I initially approach the first mission quite defensively, but soon discover that I can hack my way through enemy characters by being very aggressive with my sword swings. That makes the proceedings pretty easy. However, once I achieve all the level objectives, I then have to fight a boss character who's more adept than the regular NPCs at blocking and parrying, and that makes for a quite exciting and challenging sword fight. Then, just as I'm about to kill my quarry, he runs off and jumps on a horse. My character leaps onto another nearby horse, kicking of an entertaining chase sequence where we race through a forest, dodging trees and low-hanging branches. The level finishes when I finally catch up with my enemy and finish him off.
The second level is a little more linear than the first, and I follow a narrow path through a forest to reach a village whose main gates I need to sabotage. I actually skip a lot of the fighting by simply running past the enemy NPCs, and make my way straight to the mission's objective, which I complete really easily. Whether or not it'll be possible to do that in the finished version of the game remains to be seen, but one thing I will say is that because there are no ranged attackers in the game – at least, in the levels that I played – you can definitely use avoidance to your advantage.
To be blunt, I'm not as impressed with For Honor's campaign as I am with its multiplayer.
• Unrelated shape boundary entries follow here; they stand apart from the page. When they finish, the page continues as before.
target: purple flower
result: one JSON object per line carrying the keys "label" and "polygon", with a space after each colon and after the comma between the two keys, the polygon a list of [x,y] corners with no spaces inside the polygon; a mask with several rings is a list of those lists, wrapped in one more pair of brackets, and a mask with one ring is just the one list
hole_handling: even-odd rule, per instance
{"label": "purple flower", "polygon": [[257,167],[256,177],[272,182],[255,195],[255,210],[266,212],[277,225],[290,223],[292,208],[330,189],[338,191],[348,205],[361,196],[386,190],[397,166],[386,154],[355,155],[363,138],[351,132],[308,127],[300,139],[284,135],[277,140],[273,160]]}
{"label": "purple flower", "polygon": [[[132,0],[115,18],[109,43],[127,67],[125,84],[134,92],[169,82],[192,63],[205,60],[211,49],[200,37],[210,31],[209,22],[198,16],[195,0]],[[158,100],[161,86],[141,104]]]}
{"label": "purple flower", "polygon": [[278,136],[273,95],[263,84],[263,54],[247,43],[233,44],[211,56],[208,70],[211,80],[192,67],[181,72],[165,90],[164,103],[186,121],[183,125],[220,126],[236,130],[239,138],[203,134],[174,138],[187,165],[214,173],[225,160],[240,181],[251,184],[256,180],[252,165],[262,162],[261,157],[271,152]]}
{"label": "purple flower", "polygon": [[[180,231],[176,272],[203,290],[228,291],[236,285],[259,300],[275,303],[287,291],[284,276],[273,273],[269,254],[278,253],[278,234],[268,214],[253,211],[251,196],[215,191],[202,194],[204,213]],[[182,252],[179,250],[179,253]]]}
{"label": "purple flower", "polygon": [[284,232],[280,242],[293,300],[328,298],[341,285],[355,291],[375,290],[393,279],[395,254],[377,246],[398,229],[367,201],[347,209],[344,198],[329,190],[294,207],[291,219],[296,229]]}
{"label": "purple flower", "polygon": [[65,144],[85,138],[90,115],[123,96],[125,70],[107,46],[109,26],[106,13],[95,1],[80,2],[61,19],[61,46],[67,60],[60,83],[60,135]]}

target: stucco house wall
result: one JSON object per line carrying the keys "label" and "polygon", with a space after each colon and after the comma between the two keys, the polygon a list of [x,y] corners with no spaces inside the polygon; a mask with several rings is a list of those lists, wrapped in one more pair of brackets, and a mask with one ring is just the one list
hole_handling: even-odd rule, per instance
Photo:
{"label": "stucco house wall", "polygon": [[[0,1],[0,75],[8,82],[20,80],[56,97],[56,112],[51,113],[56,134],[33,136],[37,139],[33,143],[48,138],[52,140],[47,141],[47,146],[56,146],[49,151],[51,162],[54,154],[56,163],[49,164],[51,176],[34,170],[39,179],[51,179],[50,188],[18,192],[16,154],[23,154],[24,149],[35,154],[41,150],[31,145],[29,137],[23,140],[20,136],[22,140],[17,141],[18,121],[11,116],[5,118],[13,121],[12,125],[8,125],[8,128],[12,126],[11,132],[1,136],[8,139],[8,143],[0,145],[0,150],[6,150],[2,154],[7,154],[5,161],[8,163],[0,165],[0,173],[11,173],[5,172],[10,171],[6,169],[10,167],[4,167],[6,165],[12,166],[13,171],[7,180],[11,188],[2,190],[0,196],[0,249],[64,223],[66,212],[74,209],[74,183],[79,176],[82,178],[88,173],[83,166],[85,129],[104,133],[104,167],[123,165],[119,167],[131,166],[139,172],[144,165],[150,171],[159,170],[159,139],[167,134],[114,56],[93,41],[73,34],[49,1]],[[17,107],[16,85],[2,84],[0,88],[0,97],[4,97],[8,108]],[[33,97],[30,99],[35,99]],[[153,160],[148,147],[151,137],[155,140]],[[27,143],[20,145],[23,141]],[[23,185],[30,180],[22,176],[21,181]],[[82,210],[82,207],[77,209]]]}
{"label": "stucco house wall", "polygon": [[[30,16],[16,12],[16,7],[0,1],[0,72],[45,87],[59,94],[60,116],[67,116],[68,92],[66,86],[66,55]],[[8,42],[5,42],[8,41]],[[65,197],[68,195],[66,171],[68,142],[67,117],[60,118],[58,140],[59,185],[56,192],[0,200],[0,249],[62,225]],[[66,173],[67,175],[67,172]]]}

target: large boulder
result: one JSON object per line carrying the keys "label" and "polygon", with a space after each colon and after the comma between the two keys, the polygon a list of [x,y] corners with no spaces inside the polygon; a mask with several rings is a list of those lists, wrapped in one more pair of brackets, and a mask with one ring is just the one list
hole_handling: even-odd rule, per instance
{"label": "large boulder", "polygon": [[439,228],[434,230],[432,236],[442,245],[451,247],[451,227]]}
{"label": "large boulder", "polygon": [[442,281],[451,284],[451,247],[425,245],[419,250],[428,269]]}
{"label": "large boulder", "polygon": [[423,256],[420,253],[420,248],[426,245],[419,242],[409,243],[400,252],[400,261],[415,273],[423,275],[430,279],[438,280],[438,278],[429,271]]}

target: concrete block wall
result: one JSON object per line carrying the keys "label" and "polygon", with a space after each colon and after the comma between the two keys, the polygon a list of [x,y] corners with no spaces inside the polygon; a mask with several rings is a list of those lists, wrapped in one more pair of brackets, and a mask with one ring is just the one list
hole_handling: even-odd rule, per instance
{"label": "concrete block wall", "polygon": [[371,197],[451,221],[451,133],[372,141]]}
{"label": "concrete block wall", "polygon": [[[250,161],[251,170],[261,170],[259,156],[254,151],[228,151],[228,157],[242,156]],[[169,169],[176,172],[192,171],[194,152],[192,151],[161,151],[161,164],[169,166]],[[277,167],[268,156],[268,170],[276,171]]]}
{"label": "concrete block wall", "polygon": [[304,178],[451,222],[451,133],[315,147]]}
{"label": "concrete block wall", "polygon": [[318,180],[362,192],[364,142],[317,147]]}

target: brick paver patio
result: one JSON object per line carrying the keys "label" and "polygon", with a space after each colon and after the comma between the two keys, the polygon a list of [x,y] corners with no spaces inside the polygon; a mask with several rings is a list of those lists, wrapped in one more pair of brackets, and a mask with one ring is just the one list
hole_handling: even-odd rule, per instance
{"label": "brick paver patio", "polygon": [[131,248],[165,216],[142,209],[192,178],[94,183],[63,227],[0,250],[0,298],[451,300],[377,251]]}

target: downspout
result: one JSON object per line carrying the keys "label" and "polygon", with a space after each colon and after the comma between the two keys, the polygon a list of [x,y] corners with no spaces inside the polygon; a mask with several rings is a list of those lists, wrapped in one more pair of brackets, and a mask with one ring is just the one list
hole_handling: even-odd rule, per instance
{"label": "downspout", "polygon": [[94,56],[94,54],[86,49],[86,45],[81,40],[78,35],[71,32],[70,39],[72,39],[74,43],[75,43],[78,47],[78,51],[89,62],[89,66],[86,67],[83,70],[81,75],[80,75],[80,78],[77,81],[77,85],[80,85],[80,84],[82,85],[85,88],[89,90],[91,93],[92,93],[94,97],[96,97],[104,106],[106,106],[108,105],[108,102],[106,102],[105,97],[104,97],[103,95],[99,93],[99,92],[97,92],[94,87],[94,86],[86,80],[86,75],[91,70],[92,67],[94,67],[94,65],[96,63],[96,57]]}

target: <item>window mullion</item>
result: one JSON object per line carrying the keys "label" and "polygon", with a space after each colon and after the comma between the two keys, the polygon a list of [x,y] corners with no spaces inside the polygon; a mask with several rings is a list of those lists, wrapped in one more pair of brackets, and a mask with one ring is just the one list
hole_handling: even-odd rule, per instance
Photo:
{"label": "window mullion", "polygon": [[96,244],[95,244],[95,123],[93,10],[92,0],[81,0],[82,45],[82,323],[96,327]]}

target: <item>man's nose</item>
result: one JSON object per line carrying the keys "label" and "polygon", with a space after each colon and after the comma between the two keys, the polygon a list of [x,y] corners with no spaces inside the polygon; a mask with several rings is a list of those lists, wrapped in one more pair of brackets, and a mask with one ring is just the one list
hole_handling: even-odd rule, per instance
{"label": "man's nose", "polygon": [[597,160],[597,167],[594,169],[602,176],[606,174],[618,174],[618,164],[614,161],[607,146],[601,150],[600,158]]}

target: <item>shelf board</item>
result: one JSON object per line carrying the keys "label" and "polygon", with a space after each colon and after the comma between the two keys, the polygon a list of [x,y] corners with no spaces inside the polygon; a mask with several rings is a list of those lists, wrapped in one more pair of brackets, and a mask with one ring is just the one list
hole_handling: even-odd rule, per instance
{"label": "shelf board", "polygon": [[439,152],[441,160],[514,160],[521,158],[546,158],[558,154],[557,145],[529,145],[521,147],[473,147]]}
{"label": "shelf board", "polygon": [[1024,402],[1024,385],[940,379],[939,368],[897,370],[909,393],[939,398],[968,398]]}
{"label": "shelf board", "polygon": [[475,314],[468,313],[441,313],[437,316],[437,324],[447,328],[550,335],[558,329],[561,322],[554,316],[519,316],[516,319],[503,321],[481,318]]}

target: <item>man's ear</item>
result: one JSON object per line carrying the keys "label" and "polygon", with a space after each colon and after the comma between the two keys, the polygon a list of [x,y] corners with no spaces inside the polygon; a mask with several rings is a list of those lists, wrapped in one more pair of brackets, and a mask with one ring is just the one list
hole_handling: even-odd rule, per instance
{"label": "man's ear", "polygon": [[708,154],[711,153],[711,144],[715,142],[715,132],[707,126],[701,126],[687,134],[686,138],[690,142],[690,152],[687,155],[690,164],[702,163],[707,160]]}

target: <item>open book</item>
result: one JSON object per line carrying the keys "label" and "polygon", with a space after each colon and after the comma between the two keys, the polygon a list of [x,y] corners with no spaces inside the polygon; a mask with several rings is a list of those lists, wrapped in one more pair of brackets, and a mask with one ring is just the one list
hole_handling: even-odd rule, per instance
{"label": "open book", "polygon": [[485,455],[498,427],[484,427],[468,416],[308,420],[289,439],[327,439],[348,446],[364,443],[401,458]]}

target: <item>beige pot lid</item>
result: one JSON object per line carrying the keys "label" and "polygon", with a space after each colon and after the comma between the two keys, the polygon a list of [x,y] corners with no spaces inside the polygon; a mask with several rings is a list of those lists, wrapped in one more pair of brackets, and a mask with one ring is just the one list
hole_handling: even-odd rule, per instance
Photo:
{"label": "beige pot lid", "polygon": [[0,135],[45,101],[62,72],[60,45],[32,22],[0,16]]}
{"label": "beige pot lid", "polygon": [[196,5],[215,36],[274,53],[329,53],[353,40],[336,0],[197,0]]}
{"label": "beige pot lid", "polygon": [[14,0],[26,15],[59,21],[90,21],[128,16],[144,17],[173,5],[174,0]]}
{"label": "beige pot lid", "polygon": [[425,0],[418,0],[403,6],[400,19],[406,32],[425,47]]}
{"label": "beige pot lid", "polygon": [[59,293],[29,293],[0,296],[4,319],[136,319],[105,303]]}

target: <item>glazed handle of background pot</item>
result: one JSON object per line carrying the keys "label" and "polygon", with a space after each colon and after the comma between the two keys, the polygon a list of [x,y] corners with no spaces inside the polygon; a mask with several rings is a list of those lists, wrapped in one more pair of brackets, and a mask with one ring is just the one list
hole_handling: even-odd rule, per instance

The boss fight from the first mission I played was the highlight of what I played of the campaign – but the rest of the mission largely boiled down to scything through fairly straightforward enemy NPCs with my sword, and I'm sure that would have been true for the second had I not decided to simply avoid conflict altogether and instead outrun my opponents. Hopefully the finished campaign will feature a lot more set-piece battles with intelligent enemies, rather than hordes of grunts to cut through.
The multiplayer, on the other hand, is where For Honor really stands tall. Assuming you're willing to invest a good few hours in learning the ins and outs of its rather complex control system, fighting other players is a lot of fun. Battles can be really tense and gripping affairs as you attempt to parry and block your opponent's moves, while trying to maneuver into a position where you can successfully attack them. Although I only spent a few hours with the game, I got the impression that there's plenty of potential for mastery – the controls offer a lot of different swordplay options, and the game caters for a wide variety of playstyles thanks to it having 12 different characters to choose from, each of which has its own distinct advantages and disadvantages, and unique weapon loadout.
Indeed, that's my final question to Jason. What was the process of coming up with all those different playstyles? He responds, "We did tons of weapon research. For every weapon style, we'd bring in multiple experts and people who could fight with them. I talked to a lot of historians. We'd bring in stunt actors and martial artists who were doing competitions, and everything we could to figure out what the essence of each weapon is."
"A lot of these weapons are not inherently historically accurate in themselves, because we don't know very much about them. If we had holes in our knowledge, we'd just try them out and ask ourselves how would you use this? We'd bring in experts that were good at pit fighting and ask them how they'd use that weapon, and have them fumble their way through it until we came up with a theory. There was a lot of swinging wooden weapons at one another, which was great – so much fun. So many bruised and broken fingers!"